Prerequisites: English 304 and one English 300-level literature course or permission of the instructor. ENGL 282 is highly recommended.

This class, combined with another upper-level English course, satisfies the senior requirement in English for students not completing an SMP.

This course is crosslisted with WGSX and may be counted towards a WGSX minor.

Writing Courses

ENGL 101.01: Introduction to Writing MWF 9:20, Gabriel

ENGL 101.02: Introduction to Writing MWF 10:40, Click

ENGL 101.03: Introduction to Writing MWF 12:00, Click

ENGL 101.04: Introduction to Writing TTH 10:00, O'Sullivan

ENGL 102.01: Composition: Gangsters MWF 9:20, Nelson

ENGL 102.02: Composition: Gangsters MW 10:40, Nelson

ENGL 201.01: Feature Writing TTH 10:00, Bates

The goal of the course will be to produce thoughtful, insightful, and engaging human- interest stories. To that end, we will work on idea generation, writing strategies, interview techniques, research, and final polishing. There will also be an emphasis on peer editing. Essays will be written with an eye toward St. Mary’s publications and other outlets. For further craft ideas, each student will also study the work of an essayist of his or her choosing.

Prerequisite: ENGL 102, CORE 101, or CORE 301.

ENGL 270.01: Creative Writing MWF 1:20, Gabriel

ENGL 270.02: Creative Writing TTH 8:00, Anderson

ENGL 395.01: Topics in Writing: Advanced Fiction MW 2:40, Gabriel

Prerequisite: one 200-level writing course and/or the permission of the instructor.

ENGL 395.02: Topics in Writing: Creative Non-Fiction MW 6:00, Hammond

Creative nonfiction, a relatively new and increasingly popular prose genre, is (as the name suggests) both “creative” and “nonfictive.” At root, creative nonfiction involves an imaginative engagement with the real. That is, it combines the shaping presence of the imagination with a deep and honest exploration of factuality. The imaginative element demands a strong and consistent point of view, which is why most creative nonfiction is autobiographical in mode. But in its factual dimension, creative nonfiction goes beyond memoir and autobiography in order to make a point, convey information, and/or deliver an insight. The course offers an extensive study of and intensive workshop in the genre.

Prerequisite: one 200-level writing course and/or the permission of the instructor.

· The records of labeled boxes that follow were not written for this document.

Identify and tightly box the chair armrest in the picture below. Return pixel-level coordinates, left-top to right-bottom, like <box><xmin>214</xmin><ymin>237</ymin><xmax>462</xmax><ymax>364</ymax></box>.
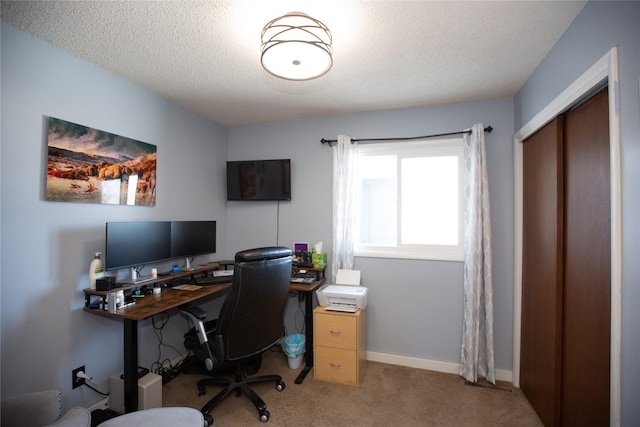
<box><xmin>2</xmin><ymin>389</ymin><xmax>62</xmax><ymax>427</ymax></box>
<box><xmin>46</xmin><ymin>406</ymin><xmax>91</xmax><ymax>427</ymax></box>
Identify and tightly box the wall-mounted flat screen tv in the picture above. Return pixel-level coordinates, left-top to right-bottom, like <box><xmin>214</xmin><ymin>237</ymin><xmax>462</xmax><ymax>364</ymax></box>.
<box><xmin>227</xmin><ymin>159</ymin><xmax>291</xmax><ymax>201</ymax></box>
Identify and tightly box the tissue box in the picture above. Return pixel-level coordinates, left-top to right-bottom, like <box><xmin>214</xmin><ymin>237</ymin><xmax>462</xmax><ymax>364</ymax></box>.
<box><xmin>311</xmin><ymin>253</ymin><xmax>327</xmax><ymax>268</ymax></box>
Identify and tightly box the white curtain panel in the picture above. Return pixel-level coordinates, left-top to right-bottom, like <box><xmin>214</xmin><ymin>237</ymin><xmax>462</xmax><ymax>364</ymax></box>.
<box><xmin>331</xmin><ymin>135</ymin><xmax>359</xmax><ymax>283</ymax></box>
<box><xmin>460</xmin><ymin>123</ymin><xmax>495</xmax><ymax>384</ymax></box>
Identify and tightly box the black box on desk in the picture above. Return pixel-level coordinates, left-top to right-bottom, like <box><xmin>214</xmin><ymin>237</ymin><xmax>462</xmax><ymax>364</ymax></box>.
<box><xmin>96</xmin><ymin>276</ymin><xmax>118</xmax><ymax>291</ymax></box>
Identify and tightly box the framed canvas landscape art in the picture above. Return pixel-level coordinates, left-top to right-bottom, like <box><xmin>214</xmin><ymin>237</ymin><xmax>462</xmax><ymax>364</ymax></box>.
<box><xmin>47</xmin><ymin>117</ymin><xmax>157</xmax><ymax>206</ymax></box>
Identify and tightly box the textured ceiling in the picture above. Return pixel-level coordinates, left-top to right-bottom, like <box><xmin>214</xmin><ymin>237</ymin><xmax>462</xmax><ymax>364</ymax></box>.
<box><xmin>1</xmin><ymin>0</ymin><xmax>585</xmax><ymax>127</ymax></box>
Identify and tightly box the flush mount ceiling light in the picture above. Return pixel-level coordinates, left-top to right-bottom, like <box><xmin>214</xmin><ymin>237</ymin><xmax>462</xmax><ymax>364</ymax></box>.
<box><xmin>261</xmin><ymin>12</ymin><xmax>333</xmax><ymax>80</ymax></box>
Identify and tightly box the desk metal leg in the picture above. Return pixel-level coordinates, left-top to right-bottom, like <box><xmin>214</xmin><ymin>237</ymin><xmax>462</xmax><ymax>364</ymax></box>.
<box><xmin>295</xmin><ymin>291</ymin><xmax>313</xmax><ymax>384</ymax></box>
<box><xmin>124</xmin><ymin>319</ymin><xmax>138</xmax><ymax>413</ymax></box>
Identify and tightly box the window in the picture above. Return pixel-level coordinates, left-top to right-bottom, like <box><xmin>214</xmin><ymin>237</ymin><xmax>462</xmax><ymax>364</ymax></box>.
<box><xmin>355</xmin><ymin>138</ymin><xmax>466</xmax><ymax>261</ymax></box>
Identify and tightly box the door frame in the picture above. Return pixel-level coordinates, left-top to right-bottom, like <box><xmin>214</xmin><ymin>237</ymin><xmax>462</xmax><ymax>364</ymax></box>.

ENGL 395.03: Topics in Writing: Advanced Poetry TTH 8:00, Coleman

In this intensive poetry writing workshop, advanced poets will learn to create, refine, and critique more constructively, deepen their relationship to the creative process, and read collections by emerging and established contemporary poets and critics. Most of class time will be spent discussing student writing or experimenting with creative/imaginative techniques, but coursework also requires attending outside readings, maintaining a notebook or journal, conferencing with the instructor, and preparing a final portfolio of well-polished poems. This course will also explore the use of traditional and modern forms of poetry and contemplate the multiple ways in which poetry can be experienced, inhabited, and comprehended.

Prerequisite: one 200-level writing course and/or the permission of the instructor..

Cross-listed Classes

Beginning in Fall 2009, the English department will no longer be cross-listing classes originating in other departments. We will still, with permission of the department chair, be offering major credit for some classes previously cross-listed. For a listing of possible classes, please see the English major description in the Fall 2009 Course Catalogue, available on line.